Let's put this in easily understood terms:
U of T's guidelines mean that a professor teaching "the art of the Canadian short story" to hundreds, even thousands of tuition-paying students (U of T collected close to a billion dollars in tuition and fees from students last year) could go to the library, photocopy one story from twenty different Canadian collections written by twenty different economically struggling writers, squish those stories into the "U of T Canadian Short Story Reader," print off hundreds, thousands, tens of thousands of copies of that course pack collection, sell it to her students over the course of years WITHOUT ever asking permission of the writers, WITHOUT even informing the writers, and certainly WITHOUT paying the writers, as Al Purdy would say, "a goddam thing."
To show just how ridiculously unfair such a policy is, and how damaging it will inevitably be to both our collective culture AND the education system that depends on there being a culture, members of TWUC's National Executive, writers, and staff from other writer organizations (thanks to the Professional Writers Association of Canada (PWAC) for sending their talented ED, Sandy Crawley!) handed out free copies of university degrees outside U of T's main library, the John P. Robarts Research Library. If our work is up for grabs and free to copy and distribute, then perhaps everyone's work should be, including the formerly exclusive work of conferring educational qualifications on folks. The degree we copied was my own Master's Degree from the University of Toronto, for which I paid thousands of dollars in tuition (like a sucker, apparently).

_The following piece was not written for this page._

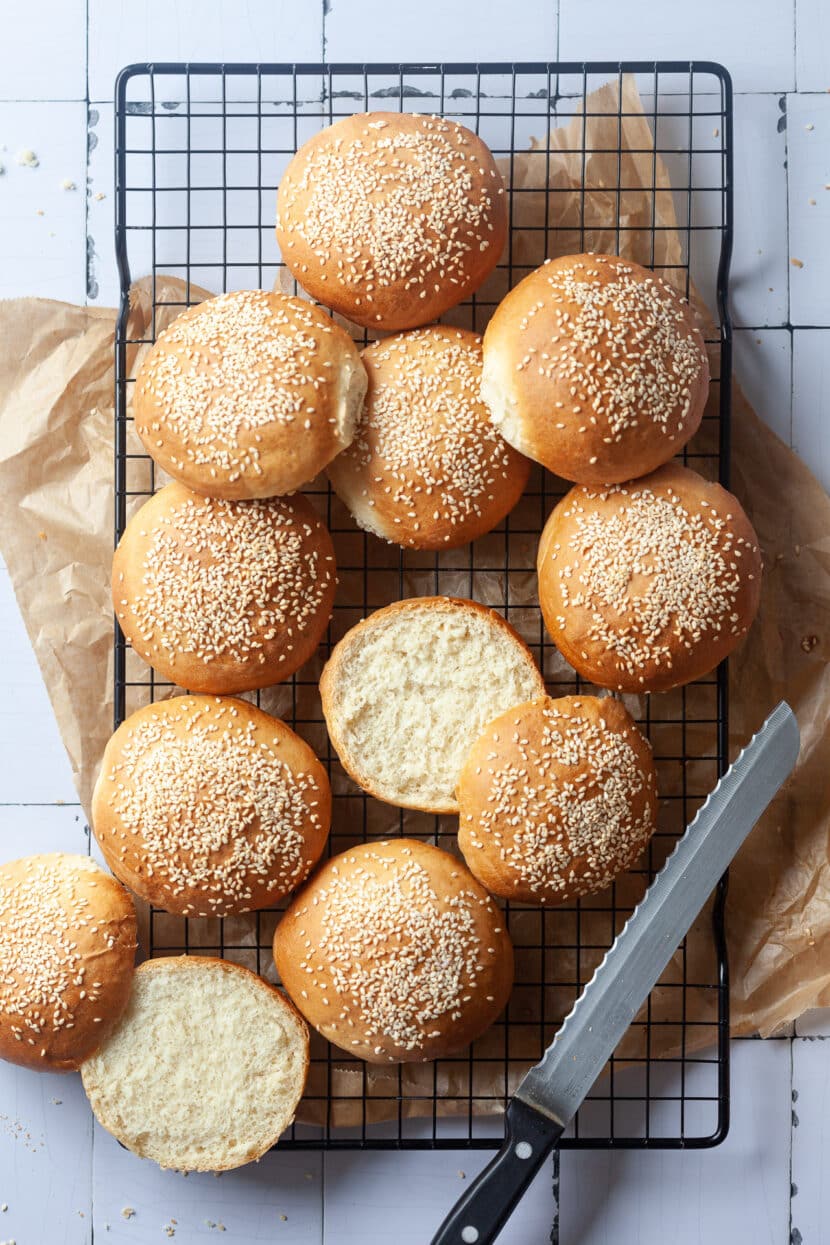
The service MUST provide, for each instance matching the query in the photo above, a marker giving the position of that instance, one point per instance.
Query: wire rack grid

We took photos of the action (see above), and we had a professional videographer recording everything (stay tuned). It was -17C before factoring in windchill that morning, and the sidewalk outside Robarts is one of the windiest spots in Toronto (insert "academic bluster" joke). And, we got the reaction we were looking for - students laughed at the idea of free anything, but gladly accepted the copies, and we had several unnamed profs stop to register their support for our action. At one point, we moved inside the library and started quietly distributing degrees and info sheets to students at the library computers. Within minutes, we were kicked out by security. All hail free thought.